Seventy-five years’ worth of diaries are spread across my bed, nearly covering the blanket Raashi sewed for me last winter. Their spines all open, the books look like old moths, just too worn out and tired to fly away. At eighty-five, I find it difficult to read my own handwriting. But I have read these words so many times that they are imprinted on my mind; they are the patterns on a butterfly’s black-and-orange wings.

 

I take an envelope from my desk and bring it to my bed. Most of my writing now is done here. I address the envelope carefully to “Miss Pennywell,” and I am proud of the fact that I’ve remembered to call her Miss and not Mrs. It was this kind of detail that saved my life when her countrymen came, looking to turn my home into a little England—only with the added benefit of exotic women and chai. But if what Miss Pennywell believes is correct, and the English will read this old woman’s story, perhaps that will change.

 

You see, when I was a child I lived in the small kingdom of Jhansi, under the rule of Maharaja Gangadhar and his queen, Rani Lakshmi. Now, I live in a vast country called India, with borders that stretch from Burma to Kashmir.
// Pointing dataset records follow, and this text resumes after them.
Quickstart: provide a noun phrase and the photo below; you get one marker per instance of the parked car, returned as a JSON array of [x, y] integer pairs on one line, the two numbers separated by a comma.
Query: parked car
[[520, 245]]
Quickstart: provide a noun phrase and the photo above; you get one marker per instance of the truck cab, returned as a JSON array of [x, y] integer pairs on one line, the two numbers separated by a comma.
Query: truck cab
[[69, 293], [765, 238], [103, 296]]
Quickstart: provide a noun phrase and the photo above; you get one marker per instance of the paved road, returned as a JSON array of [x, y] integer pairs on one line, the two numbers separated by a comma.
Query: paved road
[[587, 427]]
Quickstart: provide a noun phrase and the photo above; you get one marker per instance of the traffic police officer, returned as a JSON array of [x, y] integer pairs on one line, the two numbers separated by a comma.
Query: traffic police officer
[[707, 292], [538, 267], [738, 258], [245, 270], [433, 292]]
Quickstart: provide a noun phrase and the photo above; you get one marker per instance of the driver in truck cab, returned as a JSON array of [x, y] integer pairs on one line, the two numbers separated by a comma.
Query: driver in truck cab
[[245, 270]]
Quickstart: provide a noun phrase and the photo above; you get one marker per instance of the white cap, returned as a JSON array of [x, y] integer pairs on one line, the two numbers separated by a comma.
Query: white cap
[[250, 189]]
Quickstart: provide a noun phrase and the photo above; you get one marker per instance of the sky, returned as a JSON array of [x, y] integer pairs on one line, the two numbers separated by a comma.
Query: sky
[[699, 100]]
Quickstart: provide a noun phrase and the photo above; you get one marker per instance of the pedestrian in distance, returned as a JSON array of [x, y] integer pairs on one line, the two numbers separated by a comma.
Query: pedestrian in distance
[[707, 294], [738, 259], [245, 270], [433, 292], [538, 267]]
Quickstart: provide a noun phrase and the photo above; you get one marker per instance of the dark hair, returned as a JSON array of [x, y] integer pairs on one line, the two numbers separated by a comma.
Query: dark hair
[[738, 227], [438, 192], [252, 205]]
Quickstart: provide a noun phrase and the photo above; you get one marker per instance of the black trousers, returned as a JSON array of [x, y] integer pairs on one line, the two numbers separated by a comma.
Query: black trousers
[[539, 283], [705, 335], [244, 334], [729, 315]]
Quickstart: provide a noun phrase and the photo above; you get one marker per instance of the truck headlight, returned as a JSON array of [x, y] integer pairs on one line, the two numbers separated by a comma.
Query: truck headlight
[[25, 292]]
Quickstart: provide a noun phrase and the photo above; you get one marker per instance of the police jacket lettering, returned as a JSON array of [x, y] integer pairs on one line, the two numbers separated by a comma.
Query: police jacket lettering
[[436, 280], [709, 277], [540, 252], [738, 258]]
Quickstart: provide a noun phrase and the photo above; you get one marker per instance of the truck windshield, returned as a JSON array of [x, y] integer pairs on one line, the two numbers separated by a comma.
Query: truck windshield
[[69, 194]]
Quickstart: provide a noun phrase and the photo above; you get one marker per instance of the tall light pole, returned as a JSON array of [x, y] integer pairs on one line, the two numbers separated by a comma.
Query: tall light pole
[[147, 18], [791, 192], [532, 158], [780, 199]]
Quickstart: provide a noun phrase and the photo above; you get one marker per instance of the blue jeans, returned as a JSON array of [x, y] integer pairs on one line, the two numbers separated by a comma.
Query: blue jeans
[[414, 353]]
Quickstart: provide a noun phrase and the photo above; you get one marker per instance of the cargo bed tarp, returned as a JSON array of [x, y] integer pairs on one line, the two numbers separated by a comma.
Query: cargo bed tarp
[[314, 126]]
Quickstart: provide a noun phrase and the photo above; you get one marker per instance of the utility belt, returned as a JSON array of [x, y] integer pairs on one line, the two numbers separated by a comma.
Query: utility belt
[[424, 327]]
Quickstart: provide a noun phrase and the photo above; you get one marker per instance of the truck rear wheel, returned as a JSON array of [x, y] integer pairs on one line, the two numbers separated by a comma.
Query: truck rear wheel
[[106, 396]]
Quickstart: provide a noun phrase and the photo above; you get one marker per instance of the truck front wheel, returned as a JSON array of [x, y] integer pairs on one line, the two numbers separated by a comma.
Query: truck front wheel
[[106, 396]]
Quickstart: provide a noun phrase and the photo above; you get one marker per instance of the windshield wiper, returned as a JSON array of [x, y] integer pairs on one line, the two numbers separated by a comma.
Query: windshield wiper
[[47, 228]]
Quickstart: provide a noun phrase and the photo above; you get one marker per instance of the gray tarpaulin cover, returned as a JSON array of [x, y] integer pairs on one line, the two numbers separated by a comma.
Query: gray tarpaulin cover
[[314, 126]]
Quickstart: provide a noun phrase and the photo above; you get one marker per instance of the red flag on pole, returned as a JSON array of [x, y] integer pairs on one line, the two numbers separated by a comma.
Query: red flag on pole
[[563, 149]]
Instead of a maharaja, we are ruled by a foreign emperor, the grandson of Queen Victoria, King George V. And where carved stupas once pierced the sky, enclosing our sacred images of the Hindu prince Siddhartha (who eventually became Buddha), we have tall English crosses perched on church steeples. Yes, I am old, and no one can expect to reach my age without witnessing great change. But I have also lived through a terrible war between India and England, and have watched for almost a century as our ancient traditions have slowly been erased.

 

There is an old Hindi saying that my father once taught me. Bandar kya jaane adrak ka swad. It means, “What does a monkey know about the taste of ginger?” And I expect that this is true for the English. They know nothing about the people they came to rule. So why should we expect them to preserve our temples and respect our gods? At best, they view them as foreign decorations. At worst, reminders of the “heathen barbarism” that runs rampant in a country that gave the world chess and the number zero.

 

I look down at the address, which Miss Pennywell gave to me two months ago. I was standing with Raashi at the railway station in Bombay when a woman rushed up, the sound of her sharp heels clacking against the stone. In a country of red saris and saffron dupattas, she was dressed in a gray shirt and a matching gray hat. Her black skirt made its way only to her calves. She was English.

 

“I’m terribly sorry to disturb you, Mrs. Rathod. It is Mrs. Rathod, isn’t it?”

 

I hesitated for a moment. But the British government no longer cares about hunting down rebels, so I told her the truth. “Yes.”

 

She held out her hand, and I knew from my schooling in English manners that I was supposed to shake it. “Emma Pennywell,” she said.

 

I assumed she was another reporter, wanting to ask me what had happened to the rani’s wealth after she was killed. Instead she said, “Sixty-five years ago my grandfather escorted you to London. His name was Wilkes. He’d like to speak with you again.”